Emsallerinden farkı nedir Kemal Tahir'in?
Bakın, Hikmet Kıvılcımlı dâhil Türk sosyalistlerinin hemen hepsi Marks'tan Türk toplumuna yönelirken, Kemal Tahir Türk toplumundan kalkarak Marks'a ve Marksizm'e yönelmiştir. 1960'lı yıllardaki düşünce serüveni de Marksizm'e farklı yaklaştığının göstergesidir aslında. Marksizm, Türk sosyalist entelektüelinin kendini tanımlamak üzere kullandığı bir kavramken Kemal Tahir'in Türk toplumunu anlama deneyiminde beslendiği düşünsel bir dayanaktır.

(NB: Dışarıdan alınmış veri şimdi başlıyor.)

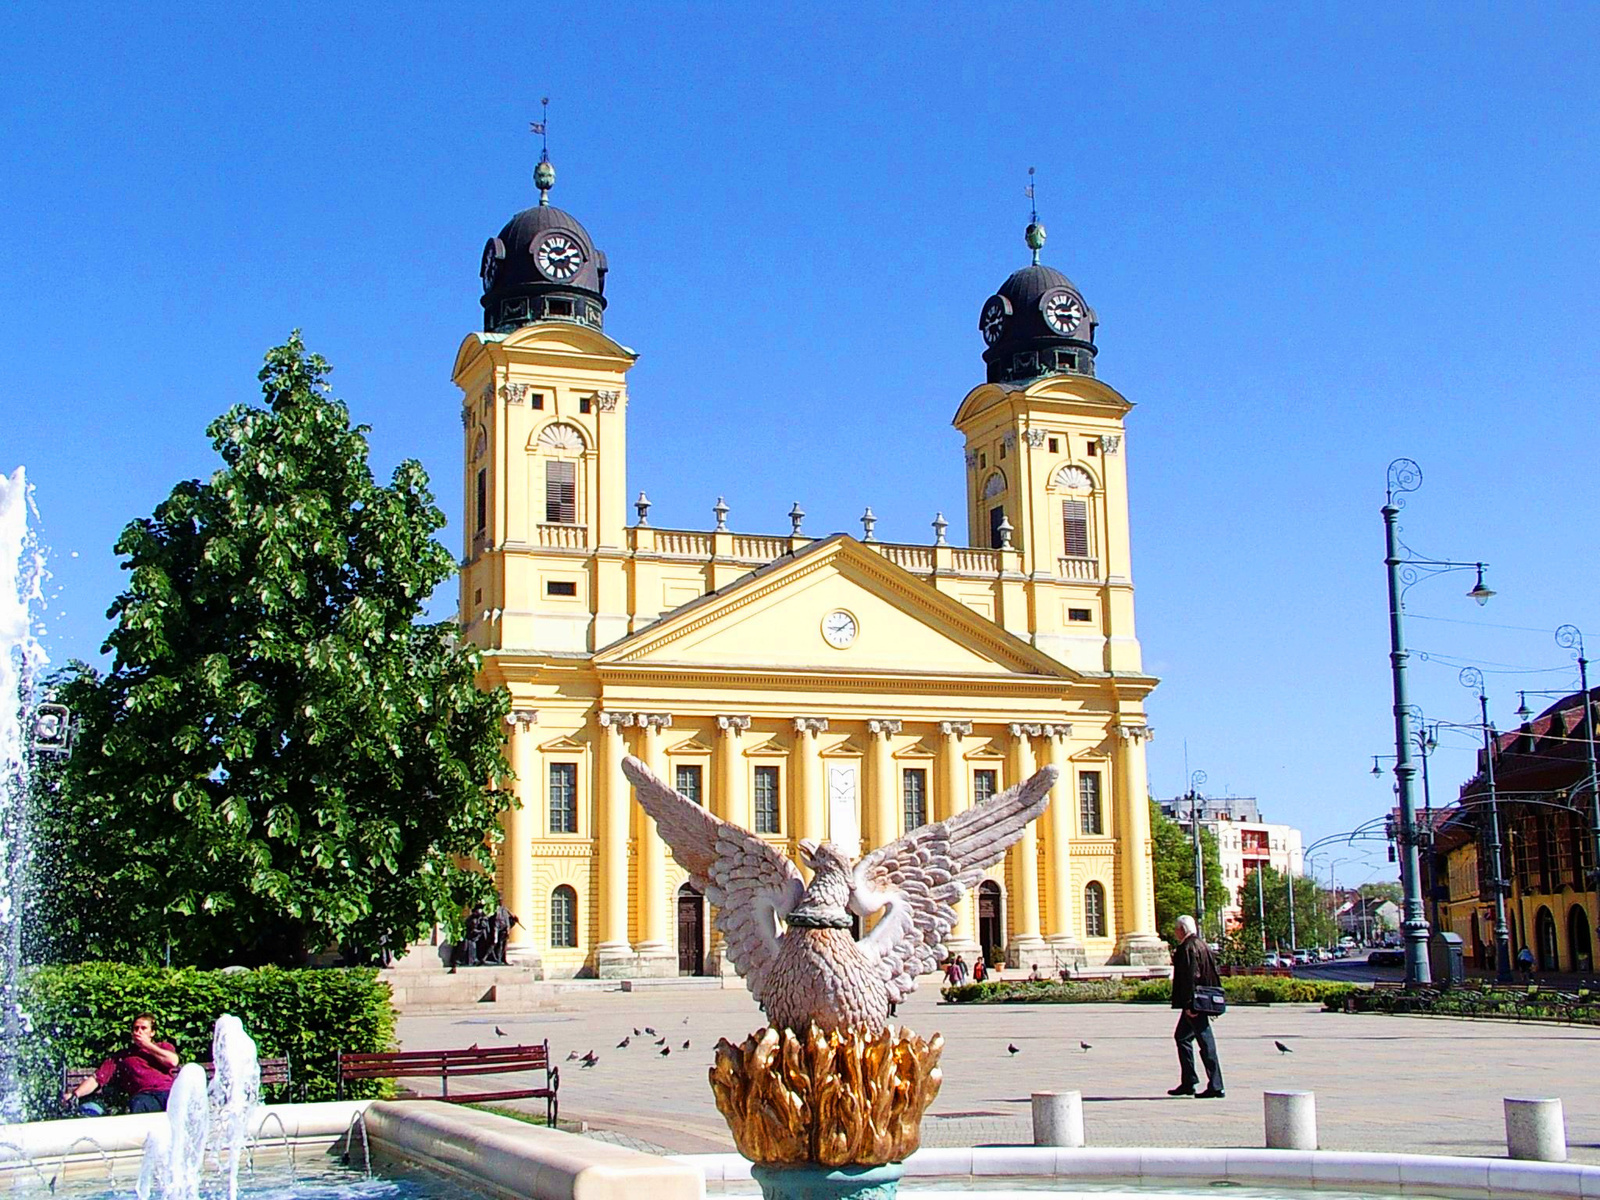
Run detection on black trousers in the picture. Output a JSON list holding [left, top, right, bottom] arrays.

Kemal Tahir'de ilgi alanı genel anlamda Osmanlı, cumhuriyet öncesi Batılılaşma süreci ve daha sonradan erken cumhuriyet dönemi olarak anılan tarih kesitidir. Nitekim köy eksenli romanları ile kent eksenli romanları at başı gider. Yol Ayrımı ve Büyük Mal'ın neredeyse aynı tarihte başlayıp aynı tarihte tamamlanması hiç de tesadüfi değildir. Kemal Tahir'in daha sonraları merkezi öneme sahip olan dönemleri kapsayan çalışmalar zinciri Türkiye'nin toplumsal yapısını ve kültür alanını da atlamayan bir tahlilidir. Kemal Tahir çok değişik düşünce adamlarına yaslanarak sahici bir Türkiye fotoğrafı sunmaya çalışmıştır. Burada önemli olan husus Türkiye'nin bugününe dair düşünceler içerse de 1940'lı yıllara kadar bir Türkiye tablosu sunmasıdır. Kemal Tahir, örneğin Doğan Avcıoğlu'nun çok sonraları günü anlamak açısından tarihsel olarak önceki dönemlere gitme gereksinimi duymasından on yıllarca önce geçmiş dönem değerlendirmesi yapmak zorunluluğunu hissetmiştir. Kemal Tahir'in devrim stratejileriyle hiçbir ilgisi olmadığı gibi, "Bizim sosyalistliğimizden önce milliyetçiliğimiz gelir" tarzında bir vurgusu da olmamıştır. Bununla beraber Sovyetler Birliği konusunu da önemseyen bir anlayış içinde değildi. Ama buna rağmen de hiçbir zaman "anti Sovyetik" olarak da nitelenmemiştir. Türk toplumunun özgünlüğü üzerine bina ettiği görüşlerinin de bariz bir farklılığı var gibi görünmektedir. Herkesin azgelişmişlik ekseninde düşündüğü bir dönemde Türkiye'nin azgelişmiş olmadığının ve Afrika'nın kabile devletleri gibi tanımlanmaması gereğinin altını çizmiştir.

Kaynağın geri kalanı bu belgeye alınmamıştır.